Regenerative Agriculture repairs the mistakes of the past 60 years of industrial chemical farming, today we have the knowledge and the tools to rapidly repair degraded soils all around the globe and this is what I share and live and work for today. So I still have my hands in the soil 50 years on, but instead of playing in it as a child, I spend every day working in it and learning from it.
About Sara Melendro
My background is very different to Martin’s, having been brought up in a flat in a city on the Spanish coast and having little knowledge and experience of the countryside. I studied Social Sciences and International Development and spent many years working in academic research and the NGO sector.
I had been politically active in various social movements since the late 80s and campaigned against the WTO and IMF policies and for the rights of landless peasants and a fairer global food system; later on also getting involved with the environmental movement in the UK.

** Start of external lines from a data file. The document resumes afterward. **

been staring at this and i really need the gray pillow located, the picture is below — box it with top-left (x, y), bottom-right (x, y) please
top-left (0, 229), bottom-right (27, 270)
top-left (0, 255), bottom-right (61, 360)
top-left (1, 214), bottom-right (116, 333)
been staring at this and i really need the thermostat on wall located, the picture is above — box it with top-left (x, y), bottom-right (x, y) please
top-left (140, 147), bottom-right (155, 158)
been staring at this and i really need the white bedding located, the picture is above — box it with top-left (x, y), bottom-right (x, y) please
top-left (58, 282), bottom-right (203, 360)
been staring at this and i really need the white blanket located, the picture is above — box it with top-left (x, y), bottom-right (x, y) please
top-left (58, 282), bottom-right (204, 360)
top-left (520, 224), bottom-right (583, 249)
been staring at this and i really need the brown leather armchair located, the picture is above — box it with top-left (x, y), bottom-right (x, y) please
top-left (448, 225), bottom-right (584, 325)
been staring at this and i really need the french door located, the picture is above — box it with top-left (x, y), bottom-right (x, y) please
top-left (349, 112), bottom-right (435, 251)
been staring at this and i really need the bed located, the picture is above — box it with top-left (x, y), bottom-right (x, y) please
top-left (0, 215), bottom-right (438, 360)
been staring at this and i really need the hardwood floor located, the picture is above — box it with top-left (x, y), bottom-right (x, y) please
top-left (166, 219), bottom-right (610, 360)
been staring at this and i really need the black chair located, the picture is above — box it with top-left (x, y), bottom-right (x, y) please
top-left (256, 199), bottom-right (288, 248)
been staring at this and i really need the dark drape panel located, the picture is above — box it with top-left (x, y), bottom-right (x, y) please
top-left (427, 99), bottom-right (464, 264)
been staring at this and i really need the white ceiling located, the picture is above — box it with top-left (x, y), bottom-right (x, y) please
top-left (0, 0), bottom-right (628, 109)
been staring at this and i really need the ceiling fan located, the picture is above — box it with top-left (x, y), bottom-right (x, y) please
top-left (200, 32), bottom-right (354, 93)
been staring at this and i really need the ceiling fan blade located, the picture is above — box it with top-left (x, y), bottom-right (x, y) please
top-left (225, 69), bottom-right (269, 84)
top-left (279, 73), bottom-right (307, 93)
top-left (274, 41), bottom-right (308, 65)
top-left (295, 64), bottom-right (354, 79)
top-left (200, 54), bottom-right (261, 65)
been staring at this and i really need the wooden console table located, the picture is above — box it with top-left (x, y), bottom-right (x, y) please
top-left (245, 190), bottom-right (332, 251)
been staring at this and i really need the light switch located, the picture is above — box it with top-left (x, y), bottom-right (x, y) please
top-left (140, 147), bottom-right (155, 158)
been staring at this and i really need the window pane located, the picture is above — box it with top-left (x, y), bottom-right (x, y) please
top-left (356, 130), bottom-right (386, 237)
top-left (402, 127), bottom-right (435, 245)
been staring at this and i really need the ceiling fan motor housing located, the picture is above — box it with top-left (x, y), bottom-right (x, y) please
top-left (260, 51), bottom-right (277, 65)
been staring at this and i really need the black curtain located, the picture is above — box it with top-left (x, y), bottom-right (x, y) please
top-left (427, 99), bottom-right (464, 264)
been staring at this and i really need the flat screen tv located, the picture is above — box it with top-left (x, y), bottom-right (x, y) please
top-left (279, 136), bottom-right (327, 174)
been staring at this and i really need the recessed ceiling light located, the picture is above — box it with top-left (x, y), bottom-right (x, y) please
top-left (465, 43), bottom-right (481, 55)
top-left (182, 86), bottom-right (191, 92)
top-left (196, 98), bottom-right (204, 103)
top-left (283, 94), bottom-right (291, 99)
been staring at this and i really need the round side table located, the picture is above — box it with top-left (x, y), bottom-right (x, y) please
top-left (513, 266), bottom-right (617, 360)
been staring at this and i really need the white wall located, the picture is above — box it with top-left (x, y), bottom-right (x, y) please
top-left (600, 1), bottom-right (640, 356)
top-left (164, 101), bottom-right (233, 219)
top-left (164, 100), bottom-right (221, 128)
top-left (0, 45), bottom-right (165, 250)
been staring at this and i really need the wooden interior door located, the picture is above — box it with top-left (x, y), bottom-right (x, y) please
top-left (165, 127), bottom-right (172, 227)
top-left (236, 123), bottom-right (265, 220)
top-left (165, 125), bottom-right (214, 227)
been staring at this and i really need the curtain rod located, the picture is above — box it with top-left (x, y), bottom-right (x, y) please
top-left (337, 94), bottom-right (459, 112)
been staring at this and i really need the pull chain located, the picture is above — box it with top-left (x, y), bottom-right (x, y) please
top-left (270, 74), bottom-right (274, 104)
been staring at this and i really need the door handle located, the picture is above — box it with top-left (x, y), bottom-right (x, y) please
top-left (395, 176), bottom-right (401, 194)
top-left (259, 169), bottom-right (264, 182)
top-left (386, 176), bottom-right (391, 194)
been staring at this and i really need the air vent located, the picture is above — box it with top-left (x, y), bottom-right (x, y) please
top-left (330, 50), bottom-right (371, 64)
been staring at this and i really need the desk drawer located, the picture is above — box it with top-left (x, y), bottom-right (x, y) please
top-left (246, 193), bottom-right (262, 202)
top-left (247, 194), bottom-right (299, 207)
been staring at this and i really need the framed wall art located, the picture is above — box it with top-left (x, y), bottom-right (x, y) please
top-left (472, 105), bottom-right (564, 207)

However, I had very little first-hand knowledge of farming and no practical knowledge of food production or the countryside until much later when now in the UK I started to feel the need to connect to nature and to learn some practical skills and be more self-reliant.
I slowly started to learn about plants, growing food, wildlife etc. Eventually, I left my full-time job with an international NGO and started volunteering on organic farms and community projects and I carried on learning.
A few years later, Martin and I bought the land at Hilltown Organics and the learning continued. We both developed a keen interest in the wild edibles that grew around us and started to incorporate this into our growing system and into our diet, which links with another great interest of mine, nutrition.
I am an avid reader of research in nutrition, diet and also soil health and it’s the connection between these that I am now immersed in learning more about and using this knowledge to produce nutrient-dense food and sustainable systems.
I am a keen fermenter and love cooking and experimenting with wild and unusual foods and I’m developing a little side business producing wild edible products and running small catering events and pop-up cafes.